You are right, the first step should be focusing on the conntrack
counting infrastructure, and supporting that using maps looks handy.


>> How would we use nft to get the ct limit and ct count on
>> particular key ? It may be useful for debugging and monitoring
>> purpose?
>
> Really?  So far my impression was that ovs does not wish
> to interact with nft in any way.
I was thinking about how to use nft to get and the ct limit and ct
count not by ovs tho. Say a nft user may want to know how many active
connections are there in a particular zone.


>> It is not clear to me that why we have 'u32 key[5]'. Is it because the
>> key would be the combination of Ip/ipv6 src or dst address with mask
>> (up to 16bytes), src or dst port (2 bytes), and ct zone (2 bytes)?
>
> Yes, xt_connlimit would have
>
> u32 key[5];
>
> key[0] = zone;
> key[1] = iphdr->saddr;
>
> nf_connlimit_count, ... key, 8);
>
> key[2], [3], [4] are only needed for ipv6.
Thanks for explanation, that this part is clear now.


>> I am wondering if there will be APIs to set and get the conntrack
>> limit on particular key,
>
> No, this would not be provided by that backend, as the backend doesn't
> know how the result is used.  It just returns the number of connections
> that match the current key.
>
>> and also query the ct count on particular key
>> in the kernel space?
>
> For what purpose would that be needed?
I think as long as the user space utilities e.g. nft can query ct
limit, ct count, it is not necessarily to support that in the kernel
space.


>> Just as you mentioned in the DESTORY event approach.

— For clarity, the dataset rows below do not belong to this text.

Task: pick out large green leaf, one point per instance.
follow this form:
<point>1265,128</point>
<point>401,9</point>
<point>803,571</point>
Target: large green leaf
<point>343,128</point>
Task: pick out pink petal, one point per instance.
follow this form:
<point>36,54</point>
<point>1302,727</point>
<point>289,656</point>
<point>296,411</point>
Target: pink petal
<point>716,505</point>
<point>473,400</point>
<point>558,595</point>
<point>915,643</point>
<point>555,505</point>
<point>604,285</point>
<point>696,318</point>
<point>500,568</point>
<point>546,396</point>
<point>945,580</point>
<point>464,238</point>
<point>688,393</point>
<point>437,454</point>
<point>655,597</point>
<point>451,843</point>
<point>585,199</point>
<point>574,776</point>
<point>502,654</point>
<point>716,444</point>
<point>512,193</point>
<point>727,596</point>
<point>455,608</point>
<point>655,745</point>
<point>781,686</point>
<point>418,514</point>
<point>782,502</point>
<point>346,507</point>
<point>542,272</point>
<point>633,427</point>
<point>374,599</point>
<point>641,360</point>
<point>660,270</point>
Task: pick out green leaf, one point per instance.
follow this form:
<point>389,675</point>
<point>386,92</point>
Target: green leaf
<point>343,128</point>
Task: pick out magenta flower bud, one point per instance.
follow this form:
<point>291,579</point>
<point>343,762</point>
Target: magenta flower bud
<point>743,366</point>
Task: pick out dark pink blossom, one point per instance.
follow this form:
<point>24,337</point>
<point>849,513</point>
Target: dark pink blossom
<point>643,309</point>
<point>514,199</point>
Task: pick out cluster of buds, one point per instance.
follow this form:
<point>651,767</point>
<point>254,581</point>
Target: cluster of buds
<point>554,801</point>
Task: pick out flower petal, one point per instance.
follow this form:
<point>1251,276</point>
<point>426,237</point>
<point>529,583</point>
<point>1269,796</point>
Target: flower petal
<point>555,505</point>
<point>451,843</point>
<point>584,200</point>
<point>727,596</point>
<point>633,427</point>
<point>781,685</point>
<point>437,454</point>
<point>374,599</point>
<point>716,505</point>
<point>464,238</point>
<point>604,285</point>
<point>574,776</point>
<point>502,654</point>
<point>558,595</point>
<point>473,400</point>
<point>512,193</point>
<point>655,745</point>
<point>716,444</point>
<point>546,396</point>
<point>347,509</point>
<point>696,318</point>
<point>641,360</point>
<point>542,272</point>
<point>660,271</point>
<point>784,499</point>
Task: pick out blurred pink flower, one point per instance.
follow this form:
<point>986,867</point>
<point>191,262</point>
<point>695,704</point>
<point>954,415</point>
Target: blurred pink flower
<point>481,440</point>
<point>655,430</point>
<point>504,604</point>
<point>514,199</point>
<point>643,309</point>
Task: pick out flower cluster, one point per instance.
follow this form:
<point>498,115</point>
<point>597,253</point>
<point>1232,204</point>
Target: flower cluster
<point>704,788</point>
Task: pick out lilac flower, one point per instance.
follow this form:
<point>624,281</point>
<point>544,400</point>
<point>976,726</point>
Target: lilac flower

I am wondering if
>> we can store an extra pointer to the tree node maybe in struct
>> nf_ct_ext, so that we can associate nf_conn with the tree node and
>> increase the count when the connection is confirmed, and we will
>> reduce the count when the connection is destroyed. In this way, with
>> some extra space, the insertion and updating the count in the tree
>> node is O(1) and we can get rid of GC scheme. I am not sure how much
>> effort does it take to modify the conntrack core tho.
>
> There could be dozens of connlimit trees.
>
> For example, a user could configure per-zone limit and a per-host limit
> at the same time.
You are right, in this case we can store a list of pointers to
multiple trees. I do not have a strong opinion on this tho, just want
to check if it can help the design.

Thanks,

-Yi-Hung

Re: [RFC] connlimit for nftables and limiting ct count by zone

[Florian Westphal]

Yi-Hung Wei <yihung.wei@gmail.com> wrote:
> > Really?  So far my impression was that ovs does not wish
> > to interact with nft in any way.
> I was thinking about how to use nft to get and the ct limit and ct
> count not by ovs tho. Say a nft user may want to know how many active
> connections are there in a particular zone.

They can do that with the conntrack tool ("conntrack -L --zone 42"),
we can extend the filtering capabilties if needed.